Pais e filhos

Três horas sobre os primórdios da CIA - do seu embrião no início da II Guerra ao fiasco da Baía dos Porcos e à sua entronização como agência independente no seio das entidades americanas - vistas pelo prisma de uma das suas eminências pardas, um homem tão secreto que se manteve um segredo para a própria família. (Mas a família é a família em que nascemos ou aquela que escolhemos?)

Há algo de grandiosamente ambicioso em "O Bom Pastor", há uma ressonância operática, algo Coppoliana, nesta segunda realização de Robert de Niro - não é casual, Coppola esteve indigitado para dirigir o guião do argumentista Eric Roth.

Foi uma longa viagem para pôr o projecto de pé, para se debater com a indiferença de uma crítica displicente para com o filme, com o desinteresse do público, com a injustíssima ausência dos Óscares. Sejamos realistas: não é um grande filme, e não é só Coppola que nos vem à cabeça - há algo da desmesura de Oliver Stone nos seus tempos áureos, no desafio louco de entrecruzar o público e o privado, a Grande História e as pequenas histórias.

Mas o que é tão fascinante é esse desequilíbrio, essa vontade de ir (mais) longe e de iluminar com outra luz acontecimentos conhecidos, e o modo como tudo se resume a uma história de pais e filhos. Como uma saga mafiosa. Só que vista pelo lado dos silêncios, de tudo o que fica por dizer mas se infere nas entrelinhas.

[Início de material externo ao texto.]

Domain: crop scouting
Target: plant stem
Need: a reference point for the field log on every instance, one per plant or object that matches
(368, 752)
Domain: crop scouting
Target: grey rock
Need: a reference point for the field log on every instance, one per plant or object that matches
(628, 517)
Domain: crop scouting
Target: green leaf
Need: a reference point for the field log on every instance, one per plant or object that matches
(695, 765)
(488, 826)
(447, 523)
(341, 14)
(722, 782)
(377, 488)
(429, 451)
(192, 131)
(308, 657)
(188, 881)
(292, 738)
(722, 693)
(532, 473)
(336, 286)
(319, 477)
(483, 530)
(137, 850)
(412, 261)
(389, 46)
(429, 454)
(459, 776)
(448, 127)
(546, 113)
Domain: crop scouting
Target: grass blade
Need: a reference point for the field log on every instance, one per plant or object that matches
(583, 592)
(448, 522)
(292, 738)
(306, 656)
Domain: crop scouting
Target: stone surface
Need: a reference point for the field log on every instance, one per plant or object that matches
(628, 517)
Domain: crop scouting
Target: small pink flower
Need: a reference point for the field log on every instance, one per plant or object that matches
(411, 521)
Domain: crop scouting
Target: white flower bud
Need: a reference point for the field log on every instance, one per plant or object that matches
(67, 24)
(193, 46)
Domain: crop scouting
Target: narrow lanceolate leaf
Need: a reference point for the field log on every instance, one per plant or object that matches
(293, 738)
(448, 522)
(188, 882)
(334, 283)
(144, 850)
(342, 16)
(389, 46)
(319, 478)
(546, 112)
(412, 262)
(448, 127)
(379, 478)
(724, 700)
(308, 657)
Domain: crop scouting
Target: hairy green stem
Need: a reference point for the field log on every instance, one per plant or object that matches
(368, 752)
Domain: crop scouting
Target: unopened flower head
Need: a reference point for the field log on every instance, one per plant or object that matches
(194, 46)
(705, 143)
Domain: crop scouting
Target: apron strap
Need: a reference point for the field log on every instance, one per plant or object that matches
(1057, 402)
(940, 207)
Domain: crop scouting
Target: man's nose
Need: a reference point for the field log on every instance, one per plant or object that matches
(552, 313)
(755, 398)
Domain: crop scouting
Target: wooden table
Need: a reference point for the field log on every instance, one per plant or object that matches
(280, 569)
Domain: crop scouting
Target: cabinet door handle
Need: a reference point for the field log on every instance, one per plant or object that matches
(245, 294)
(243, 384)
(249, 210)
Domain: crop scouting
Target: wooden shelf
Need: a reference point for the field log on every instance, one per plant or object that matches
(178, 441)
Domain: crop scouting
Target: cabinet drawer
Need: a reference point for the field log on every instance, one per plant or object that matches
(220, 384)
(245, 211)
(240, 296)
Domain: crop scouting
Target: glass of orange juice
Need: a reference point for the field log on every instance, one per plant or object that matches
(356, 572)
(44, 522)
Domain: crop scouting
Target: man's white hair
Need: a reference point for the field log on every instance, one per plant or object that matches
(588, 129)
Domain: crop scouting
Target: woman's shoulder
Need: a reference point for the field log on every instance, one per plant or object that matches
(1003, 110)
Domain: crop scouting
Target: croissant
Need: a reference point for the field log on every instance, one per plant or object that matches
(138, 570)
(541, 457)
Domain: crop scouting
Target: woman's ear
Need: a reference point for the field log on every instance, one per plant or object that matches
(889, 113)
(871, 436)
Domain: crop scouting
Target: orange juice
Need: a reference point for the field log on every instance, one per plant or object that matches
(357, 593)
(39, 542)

"O Bom Pastor" - aquele que se sacrifica pelo rebanho - que Eric Roth e De Niro entregaram a Matt Damon, numa composição estática, toda em insondável movimento interno, é uma personagem ficcional, mesmo que inspirada por gente real. Nenhum Edward Wilson, estudante de poesia de Yale erguido a mestre de xadrez da contra-espionagem, existiu. Nem nenhuma das outras personagens, embora todas elas tenham equivalentes reais, mas isso é mera tela de fundo para desenhar o corpo central da filiação que De Niro sublinha, tornando "O Bom Pastor" num espelho da sua estreia na realização, "Um Bairro em Nova Iorque" (1993).

Onde ali se contava a história de um adolescente dividido entre dois pais - como se diria hoje, o "pai biológico" e o "pai adoptivo" - aqui conta-se a história de um homem que cresceu sem pai, marcado pelo suicídio a que assistiu, e que, depois de descobrir um pai "adoptivo" que lhe ensina as "artes negras" da espionagem, dá por si inexoravelmente distante da sua própria família. "Não confies em ninguém", recomenda o mentor Michael Gambon a Wilson/Damon - e, como o conselho de um pai que se adora, ele segue-o à risca.

É uma premissa arriscada para sustentar três horas, ainda por cima construídas em dois tempos paralelos que se vão aproximando até se unirem num único. Não é um filme de espionagem nem é um drama familiar, cai algures no meio. Mas tem uma ambição visual, uma inteligência narrativa que não se explica apenas pelo argumento, evitando a maior parte das armadilhas colocadas por essa ambição.